Dünya da her ne kadar ekonomik ve teknolojik gelişmelerin neticesinde, refahın, bolluğun ve erişimin arttığı bir dönemde yaşasak da, yoksulluk tam aksine bir artış göstererek insanlar üzerinde kendini her geçen gün daha etkili bir şekilde hissettirmektedir. Buda anlaşıldığı gibi her geçen gün küreselleşmenin etkisi ile yoksullaşan toplumların artması demek oluyor.

Dünyada 1980’lerde başlayan ekonomik gelişmelerin yanı sıra sosyal, siyasal ve kültürel değişimler, yoksulluk kavramını kalkınma tartışmalarında ön plana çıkarmıştır. Bu çerçevede yoksulluğun özellikle Dünya Bankası tarafından hazırlanan 1990 yılı Dünya Kalkınma Raporu’nda ana tema olarak işlenmesi, yoksulluk ile ilgili çalışmaları ve araştırmalarını hızlandırmış, yoksulluğun ekonomik bir olgu olmanın ötesinde, sosyal, siyasi, kültürel ve insan hakları sorunlarını da içeren çok boyutlu bir sorun haline dönüşmesiyle uluslararası kuruluşlar ve sivil toplum kuruluşlarının da konuya olan ilgileri artmıştır. Yoksulluk, temelde bir azgelişmişlik sorunu olarak görülüyorsa da gelişmiş ülkelerde de görülmekte ve tartışılmaktadır. Bu da tekrar göstermiş oluyor ki yoksulluk yaşanılan topluma ve zamana göre değişkenlik gösteren bir kavram oluyor.

(33)

Ancak gelişmiş ülkelerde büyümenin yanında, refah devleti anlamında dar gelirli gruplar için devlet imkanlarıyla verilen desteklerden, aygın sağlık ve eğitim hizmetleri ve işsizlik sigortası, işsizlik maaşı gibi uygulamalar yoksulluğun etkilerinin bu ülkelerde daha az hissedilmesine olanak sunarken, kaynak yetersizliği sorunu yaşayan ülkelerde bu tür hizmetlerin yeterli seviyede verilememesi, yoksulluk sorununun özellikle azgelişmiş ve gelişmekte olan ülkelerde daha fazla hissedilmesine neden olmaktadır (Gündüz, 2006).

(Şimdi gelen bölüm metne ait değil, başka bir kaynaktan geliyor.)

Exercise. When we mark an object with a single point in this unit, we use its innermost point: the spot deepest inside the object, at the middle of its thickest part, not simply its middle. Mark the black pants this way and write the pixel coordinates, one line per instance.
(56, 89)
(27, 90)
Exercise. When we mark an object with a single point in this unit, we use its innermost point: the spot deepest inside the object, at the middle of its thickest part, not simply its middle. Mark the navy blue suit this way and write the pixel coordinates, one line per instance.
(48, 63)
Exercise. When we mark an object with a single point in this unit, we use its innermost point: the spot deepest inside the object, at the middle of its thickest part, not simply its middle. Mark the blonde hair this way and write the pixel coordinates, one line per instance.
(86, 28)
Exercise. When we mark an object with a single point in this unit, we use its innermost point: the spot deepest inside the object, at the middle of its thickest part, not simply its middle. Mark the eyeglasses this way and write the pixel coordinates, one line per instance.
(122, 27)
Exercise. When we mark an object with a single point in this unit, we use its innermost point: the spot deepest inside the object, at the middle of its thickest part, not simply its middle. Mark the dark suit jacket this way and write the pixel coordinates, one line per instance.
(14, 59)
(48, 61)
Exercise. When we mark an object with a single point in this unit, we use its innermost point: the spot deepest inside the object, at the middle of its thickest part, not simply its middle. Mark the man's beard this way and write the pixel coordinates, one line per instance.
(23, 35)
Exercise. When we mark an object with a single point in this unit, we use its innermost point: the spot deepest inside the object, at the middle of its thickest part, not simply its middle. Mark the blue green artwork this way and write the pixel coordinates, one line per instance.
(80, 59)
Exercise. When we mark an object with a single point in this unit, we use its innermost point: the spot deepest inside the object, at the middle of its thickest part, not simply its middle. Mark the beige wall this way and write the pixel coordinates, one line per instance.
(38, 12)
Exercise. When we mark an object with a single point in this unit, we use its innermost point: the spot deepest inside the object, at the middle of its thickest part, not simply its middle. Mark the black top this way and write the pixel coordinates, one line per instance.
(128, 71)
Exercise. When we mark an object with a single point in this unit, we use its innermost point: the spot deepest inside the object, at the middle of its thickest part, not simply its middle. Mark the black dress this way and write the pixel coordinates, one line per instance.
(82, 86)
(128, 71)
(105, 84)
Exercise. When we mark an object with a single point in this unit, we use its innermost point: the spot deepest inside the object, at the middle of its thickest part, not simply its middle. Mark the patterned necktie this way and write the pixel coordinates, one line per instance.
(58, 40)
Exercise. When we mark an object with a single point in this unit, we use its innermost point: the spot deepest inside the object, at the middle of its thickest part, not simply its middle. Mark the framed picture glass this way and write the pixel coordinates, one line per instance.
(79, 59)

Bauman, 1999 yılında yoksulluğu ekonomik koşullar yanında psikolojik ve sosyal ölçütler çerçevesinde de ele alarak şöyle yorumlamaktadır. “İnsanlık tarihinin büyük kısmında yoksulluk durumu hayatta kalma açısından doğrudan bir tehlike oluşturmuştur: Açlıktan ölme, hastalık durumunda tıbbi bakımsızlık ve barınaksızlık tehdidi.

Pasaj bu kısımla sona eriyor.